自社ビルへたどり着けば、専務は煌びやかなエントランスの脇にある、シックな仕切りへ向かうので自ずとそちらへ歩いていく。
「ま、たまにでいいから、あいつの面倒頼むわ」
そう言って、専務は煙草を口に咥え、細い煙を吐き出す。ワンテンポ遅れて、華奢な煙草に火を灯した。
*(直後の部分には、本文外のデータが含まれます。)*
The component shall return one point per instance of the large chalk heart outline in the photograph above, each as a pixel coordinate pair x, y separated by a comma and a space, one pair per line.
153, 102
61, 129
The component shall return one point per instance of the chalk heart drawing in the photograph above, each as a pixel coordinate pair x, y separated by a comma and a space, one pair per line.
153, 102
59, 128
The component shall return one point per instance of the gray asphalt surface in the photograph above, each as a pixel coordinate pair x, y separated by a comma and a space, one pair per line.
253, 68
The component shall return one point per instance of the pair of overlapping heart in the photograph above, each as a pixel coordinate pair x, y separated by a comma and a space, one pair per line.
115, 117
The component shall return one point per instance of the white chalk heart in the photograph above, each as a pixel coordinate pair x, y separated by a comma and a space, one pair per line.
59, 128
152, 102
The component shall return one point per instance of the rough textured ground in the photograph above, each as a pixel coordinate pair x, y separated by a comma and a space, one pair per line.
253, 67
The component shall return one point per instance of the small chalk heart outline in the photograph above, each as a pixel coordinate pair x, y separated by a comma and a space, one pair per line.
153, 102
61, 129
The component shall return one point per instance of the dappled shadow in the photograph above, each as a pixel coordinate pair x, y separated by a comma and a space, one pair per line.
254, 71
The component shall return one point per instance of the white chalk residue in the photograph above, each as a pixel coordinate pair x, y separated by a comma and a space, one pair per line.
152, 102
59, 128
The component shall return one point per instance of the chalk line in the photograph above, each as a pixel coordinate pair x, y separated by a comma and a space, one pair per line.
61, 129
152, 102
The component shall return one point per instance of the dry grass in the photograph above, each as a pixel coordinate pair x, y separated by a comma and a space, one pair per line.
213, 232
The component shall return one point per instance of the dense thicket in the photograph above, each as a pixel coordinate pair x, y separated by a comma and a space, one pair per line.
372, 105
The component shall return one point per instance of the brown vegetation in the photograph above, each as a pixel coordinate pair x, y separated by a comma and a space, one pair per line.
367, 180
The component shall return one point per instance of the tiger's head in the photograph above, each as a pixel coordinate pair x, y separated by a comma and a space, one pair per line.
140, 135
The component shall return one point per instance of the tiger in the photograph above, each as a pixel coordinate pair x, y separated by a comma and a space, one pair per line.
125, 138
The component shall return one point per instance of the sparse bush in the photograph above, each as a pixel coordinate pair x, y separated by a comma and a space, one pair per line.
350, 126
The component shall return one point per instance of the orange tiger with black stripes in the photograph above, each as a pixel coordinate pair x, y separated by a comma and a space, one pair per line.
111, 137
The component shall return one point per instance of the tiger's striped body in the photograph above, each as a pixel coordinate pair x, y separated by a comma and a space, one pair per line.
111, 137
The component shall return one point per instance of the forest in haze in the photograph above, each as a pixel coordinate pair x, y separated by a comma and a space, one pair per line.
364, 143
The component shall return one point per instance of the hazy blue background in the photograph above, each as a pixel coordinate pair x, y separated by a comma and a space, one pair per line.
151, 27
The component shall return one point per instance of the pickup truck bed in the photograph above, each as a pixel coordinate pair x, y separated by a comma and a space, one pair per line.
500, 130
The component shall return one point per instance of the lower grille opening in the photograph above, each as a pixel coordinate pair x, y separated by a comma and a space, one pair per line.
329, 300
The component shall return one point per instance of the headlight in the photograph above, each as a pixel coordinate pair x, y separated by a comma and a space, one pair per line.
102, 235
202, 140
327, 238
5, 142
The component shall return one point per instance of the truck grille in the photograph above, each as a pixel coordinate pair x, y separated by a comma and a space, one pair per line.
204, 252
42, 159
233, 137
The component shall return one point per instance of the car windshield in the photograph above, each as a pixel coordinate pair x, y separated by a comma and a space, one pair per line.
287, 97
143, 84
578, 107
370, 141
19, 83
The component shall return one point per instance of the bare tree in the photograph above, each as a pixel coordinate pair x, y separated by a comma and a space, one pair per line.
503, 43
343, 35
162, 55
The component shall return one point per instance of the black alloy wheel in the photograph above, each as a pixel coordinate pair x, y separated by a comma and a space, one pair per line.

「そうは言うけど、あたしだって忙しいんです。おかげで彼氏と別れたんですよ!?」
憎まれ口を叩けば「いや、フラれそうだったじゃん」さらりとその口は告げるので「は!?」と呆気にとられ、灰を落としかける。
「いや、超順調で、」
「まあ、棗が独り立ち出来るようになったら、良い男紹介してやるって」
「〜〜っ、聞きましたからね!?芸能関係者でお願いしますよ!?」
「息子の周りクズしかいねーって話だけど〜。じゃ、あとで」
そう言い残すと専務は灰皿へ吸殻を落とし、喫煙室を出ていくので「お疲れ様です」と見送る。
怪我の功名ってやつか。とにかくあの男をどうにかすれば良いってやつね。
脳内方針を決めて、再び煙草を口に咥え、スマホに"生活力向上計画"などというよく分からない単語を打ち込んでいれば、再び喫煙室の自動扉が開いた。